FITZ’s FISH STEW
- 1/3 lb Fish per Person – eg Ahi, Mahi, Ono, snapper (choose 3)
- 1 Onion
- 1 clove of garlic per piece of fish
- 1 sliced tomato
- red and green bell peppers
- clam juice
- parsley, chopped
- cayenne (just a little)
- parsley or cilantro to garnish
- salt and freshly ground pepper to taste
Rub fish with grated onion and garlic. Layer fish in a stew pot with sliced tomatoes, cucumber and red and green bell peppers. Let this stand for a few hours. Pour on bottled clam juice and sprinkle on chopped parsley. Cook until the fish is done. This an be done a day ahead. Re-heat carefully and do not overcook.
Serve in a shallow bowl and cooked brown rice that has grated carrot cooked in it. A chunk of boiled sweet potato on the side, garnish with fresh cilantro or parsley and offer hot sauce on the side.

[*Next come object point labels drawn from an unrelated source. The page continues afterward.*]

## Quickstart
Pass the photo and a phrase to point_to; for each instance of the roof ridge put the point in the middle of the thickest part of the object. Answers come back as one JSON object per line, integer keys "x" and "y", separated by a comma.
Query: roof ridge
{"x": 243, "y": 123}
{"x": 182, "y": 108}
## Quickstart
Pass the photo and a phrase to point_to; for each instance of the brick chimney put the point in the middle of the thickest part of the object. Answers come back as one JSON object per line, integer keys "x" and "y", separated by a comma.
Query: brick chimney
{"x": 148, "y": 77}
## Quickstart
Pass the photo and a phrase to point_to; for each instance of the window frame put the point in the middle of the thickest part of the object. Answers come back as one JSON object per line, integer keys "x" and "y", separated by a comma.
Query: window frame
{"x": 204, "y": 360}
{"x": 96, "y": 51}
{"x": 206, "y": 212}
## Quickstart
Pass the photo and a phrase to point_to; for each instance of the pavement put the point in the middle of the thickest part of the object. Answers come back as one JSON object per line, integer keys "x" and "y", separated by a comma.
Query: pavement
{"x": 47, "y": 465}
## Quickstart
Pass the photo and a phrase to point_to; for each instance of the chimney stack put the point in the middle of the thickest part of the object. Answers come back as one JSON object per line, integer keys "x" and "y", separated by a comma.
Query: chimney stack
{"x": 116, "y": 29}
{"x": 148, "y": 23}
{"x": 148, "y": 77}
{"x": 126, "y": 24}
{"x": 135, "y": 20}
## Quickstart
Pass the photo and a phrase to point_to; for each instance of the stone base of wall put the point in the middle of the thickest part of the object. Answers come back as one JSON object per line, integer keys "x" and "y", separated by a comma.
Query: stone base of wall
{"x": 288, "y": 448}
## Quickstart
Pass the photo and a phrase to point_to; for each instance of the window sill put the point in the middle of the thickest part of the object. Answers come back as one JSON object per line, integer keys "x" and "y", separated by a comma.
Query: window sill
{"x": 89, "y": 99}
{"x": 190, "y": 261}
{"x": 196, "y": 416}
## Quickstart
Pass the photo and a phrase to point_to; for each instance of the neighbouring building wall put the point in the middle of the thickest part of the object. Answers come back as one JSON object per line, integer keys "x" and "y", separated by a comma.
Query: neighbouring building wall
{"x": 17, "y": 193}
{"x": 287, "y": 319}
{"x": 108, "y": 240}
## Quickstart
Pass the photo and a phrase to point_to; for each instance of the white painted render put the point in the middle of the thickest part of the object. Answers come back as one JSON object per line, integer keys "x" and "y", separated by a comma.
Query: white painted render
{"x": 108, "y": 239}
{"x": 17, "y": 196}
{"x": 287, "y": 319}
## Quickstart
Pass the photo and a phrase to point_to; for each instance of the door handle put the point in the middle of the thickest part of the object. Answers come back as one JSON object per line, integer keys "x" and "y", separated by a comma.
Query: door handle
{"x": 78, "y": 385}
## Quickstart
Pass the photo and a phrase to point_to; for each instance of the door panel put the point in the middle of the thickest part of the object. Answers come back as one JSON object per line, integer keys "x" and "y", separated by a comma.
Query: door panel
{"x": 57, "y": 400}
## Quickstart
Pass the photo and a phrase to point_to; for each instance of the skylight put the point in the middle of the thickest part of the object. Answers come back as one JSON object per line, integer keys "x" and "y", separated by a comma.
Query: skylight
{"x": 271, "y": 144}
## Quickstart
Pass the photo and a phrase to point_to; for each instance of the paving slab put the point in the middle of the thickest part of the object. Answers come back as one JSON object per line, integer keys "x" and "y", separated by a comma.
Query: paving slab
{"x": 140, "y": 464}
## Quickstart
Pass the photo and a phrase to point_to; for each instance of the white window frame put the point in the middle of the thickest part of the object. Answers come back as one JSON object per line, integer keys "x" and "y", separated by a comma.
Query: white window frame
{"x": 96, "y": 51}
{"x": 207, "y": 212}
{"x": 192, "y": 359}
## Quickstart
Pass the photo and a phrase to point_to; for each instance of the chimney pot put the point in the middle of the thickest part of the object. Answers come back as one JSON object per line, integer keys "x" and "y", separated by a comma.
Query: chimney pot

NOTES : Well, this recipe has a lot of history. It came from a dear friend of ours on the island of Montserrat in the British West Indies. His name is Fitzroy and I don’t know what in the world has become of him. He prepared this fish stew for us, our family and friends many times. He even visited us in Michigan and prepared it for about 50 of our friends. It was a wonderful evening full of Caribbean spirit and what else?? Rum !!!